Bajo un cielo que parecía un lienzo salpicado de nubes
perezosas, él caminaba, con los pasos de quien lleva el peso de un amor que se
desvanece como polvo en el viento. El joven, de mirada inquieta y corazón
remendado, componía en su mente una carta invisible, una despedida que no cabría
en un papel, pero sí eco en las calles vacías. Sus pensamientos, como hojas
secas arrastradas por el otoño, danzaban al ritmo de un viento que susurraba imágenes
de recuerdos, tejiendo una melodía silenciosa que solo él podía escuchar.
No era un héroe, no, ni un poeta de esos que conquistan con
versos dorados. Era solo alguien que, en el torbellino del amor, se sintió como
un barquito de papel navegando en un océano embravecido, zarandeado por olas de
promesas rotas y sueños a medio tejer. Había amado, ¡vaya que sí!, con una
pasión que encendía sus días, pero no siempre a la altura de las estrellas que
ella le regaló con cada sonrisa. En su carta mental, se disculpaba, no con la
solemnidad de un juez que dicta sentencia, sino con la torpeza de quien
tropieza con sus propias palabras, dejando caer excusas como migajas en un
camino olvidado. “Perdón”, musitaba al aire, “por no ser el castillo que
prometí, sino apenas un refugio de madera vieja que crujía bajo la tormenta,
incapaz de protegerte del frío”.
Las palabras hirientes que ella le lanzó, afiladas como
espinas de un rosal traicionado, aún le pinchaban el alma, dejando pequeñas
cicatrices que dolían al recordarlas. Pero, como un jardinero que poda con
cariño un arbusto salvaje, él las guardaba sin rencor, transformándolas en
lecciones que el tiempo puliría. En su carta, no había espacio para el veneno
ni para las sombras del rencor; solo un deseo puro, como agua de manantial
brotando en la montaña, de que ambos hallaran la felicidad. “Que encuentres un
amor que te abrace como el sol a la mañana, que ilumine tus días con la calidez
que mereces”, escribía en su mente, mientras sus pasos resonaban en la acera
como un tambor melancólico, marcando el compás de su adiós.

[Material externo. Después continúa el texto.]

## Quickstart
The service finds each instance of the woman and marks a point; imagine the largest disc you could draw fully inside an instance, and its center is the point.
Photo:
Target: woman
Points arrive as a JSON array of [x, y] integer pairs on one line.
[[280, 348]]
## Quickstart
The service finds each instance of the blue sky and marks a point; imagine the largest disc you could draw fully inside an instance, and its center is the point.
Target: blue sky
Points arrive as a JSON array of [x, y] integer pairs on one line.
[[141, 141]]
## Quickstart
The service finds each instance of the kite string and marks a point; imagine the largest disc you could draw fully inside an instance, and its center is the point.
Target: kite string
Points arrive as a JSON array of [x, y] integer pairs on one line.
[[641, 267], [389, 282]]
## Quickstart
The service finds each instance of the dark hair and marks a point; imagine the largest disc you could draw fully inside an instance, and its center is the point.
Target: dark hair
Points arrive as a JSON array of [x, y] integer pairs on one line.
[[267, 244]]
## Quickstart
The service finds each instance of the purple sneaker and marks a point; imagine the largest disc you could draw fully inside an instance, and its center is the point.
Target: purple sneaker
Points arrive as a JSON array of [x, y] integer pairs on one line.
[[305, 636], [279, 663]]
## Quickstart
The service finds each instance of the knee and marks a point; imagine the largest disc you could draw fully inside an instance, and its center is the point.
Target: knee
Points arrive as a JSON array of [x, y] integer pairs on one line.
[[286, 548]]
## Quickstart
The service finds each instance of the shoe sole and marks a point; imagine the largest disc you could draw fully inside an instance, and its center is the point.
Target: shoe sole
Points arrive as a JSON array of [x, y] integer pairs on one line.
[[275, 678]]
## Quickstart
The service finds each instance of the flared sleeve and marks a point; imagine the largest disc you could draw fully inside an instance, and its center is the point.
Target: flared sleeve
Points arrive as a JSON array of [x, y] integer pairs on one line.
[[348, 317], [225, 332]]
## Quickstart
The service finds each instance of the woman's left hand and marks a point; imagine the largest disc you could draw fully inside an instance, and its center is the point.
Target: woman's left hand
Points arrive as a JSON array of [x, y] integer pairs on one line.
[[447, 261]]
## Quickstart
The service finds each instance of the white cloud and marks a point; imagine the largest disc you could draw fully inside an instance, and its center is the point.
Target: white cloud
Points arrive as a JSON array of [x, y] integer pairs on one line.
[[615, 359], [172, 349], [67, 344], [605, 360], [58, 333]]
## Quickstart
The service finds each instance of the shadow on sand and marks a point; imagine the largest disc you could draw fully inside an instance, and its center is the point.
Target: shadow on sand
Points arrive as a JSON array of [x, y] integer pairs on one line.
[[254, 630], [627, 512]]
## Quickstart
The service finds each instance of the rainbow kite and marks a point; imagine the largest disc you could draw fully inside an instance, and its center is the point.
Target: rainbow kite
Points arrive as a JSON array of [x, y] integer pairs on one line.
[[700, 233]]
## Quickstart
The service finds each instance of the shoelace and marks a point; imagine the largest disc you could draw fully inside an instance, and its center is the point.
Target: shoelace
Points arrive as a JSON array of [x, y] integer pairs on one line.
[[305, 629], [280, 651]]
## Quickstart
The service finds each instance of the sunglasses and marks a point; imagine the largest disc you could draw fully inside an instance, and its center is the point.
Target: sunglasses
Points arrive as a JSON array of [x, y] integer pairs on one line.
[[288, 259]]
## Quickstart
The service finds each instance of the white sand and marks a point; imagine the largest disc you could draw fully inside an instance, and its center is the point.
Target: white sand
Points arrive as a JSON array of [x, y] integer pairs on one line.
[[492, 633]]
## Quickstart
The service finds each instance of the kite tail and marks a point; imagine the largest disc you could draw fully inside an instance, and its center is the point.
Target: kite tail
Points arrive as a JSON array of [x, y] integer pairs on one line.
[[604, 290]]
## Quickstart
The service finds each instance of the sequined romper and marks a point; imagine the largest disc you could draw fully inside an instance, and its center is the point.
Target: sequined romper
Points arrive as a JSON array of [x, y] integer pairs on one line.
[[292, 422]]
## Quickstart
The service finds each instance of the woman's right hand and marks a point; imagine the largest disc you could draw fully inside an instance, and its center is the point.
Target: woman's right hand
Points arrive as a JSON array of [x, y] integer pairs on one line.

Caminaba, sí, como si cada zancada fuera un verso, como si
el pavimento fuera el renglón de su historia, escrito con tinta de nostalgia.
La ciudad, con su bullicio de cláxones y murmullos, parecía corear su
despedida, como un coro improvisado que acompaña al protagonista de una balada
triste. Él no era de los que se detienen a mirar atrás, no quería convertir su
pasado en una estatua de sal, pero en su pecho, el recuerdo de ella era como un
farol titilante: cálido, sí, pero incapaz de guiarlo ya en la penumbra de su
soledad. “Pude haber hecho más”, se reprochaba en voz baja, “pude haber pintado
el cielo con promesas que no se desvanecieran al amanecer, que resistieran el
paso de las noches”. Y sin embargo, no había amargura en su adiós, solo una
sonrisa torcida, como la de quien encuentra un chiste absurdo en medio de la
tormenta, un guiño al destino que juega con los corazones.
El joven seguía su marcha, con la carta invisible flotando en el aire, desarmándose con cada brisa como pétalos de una flor marchita. No la enviaría, no hacía falta; era su forma de soltar, de dejar que el viento se llevara las palabras que nunca dijo, los “te amo” que se quedaron atrapados en su garganta. Y mientras el sol se escondía, como un tímido actor tras el telón de un teatro al aire libre, él se prometió seguir caminando, con la certeza de que, aunque el amor se acaba como una canción, las historias, como los pasos, siempre encuentran un nuevo sendero. Que ambos sean felices, susurró al cielo, y el viento, cómplice y juguetón, le respondió con una brisa que pareciera decir en rima suave: “Que así sea, viajero, que así sea”. Y así, con el eco de su propia voz, siguió adelante, dejando que la ciudad lo abrazara en su silencio, testigo de un adiós que, aunque doloroso, brillaba con la esperanza de un nuevo comienzo.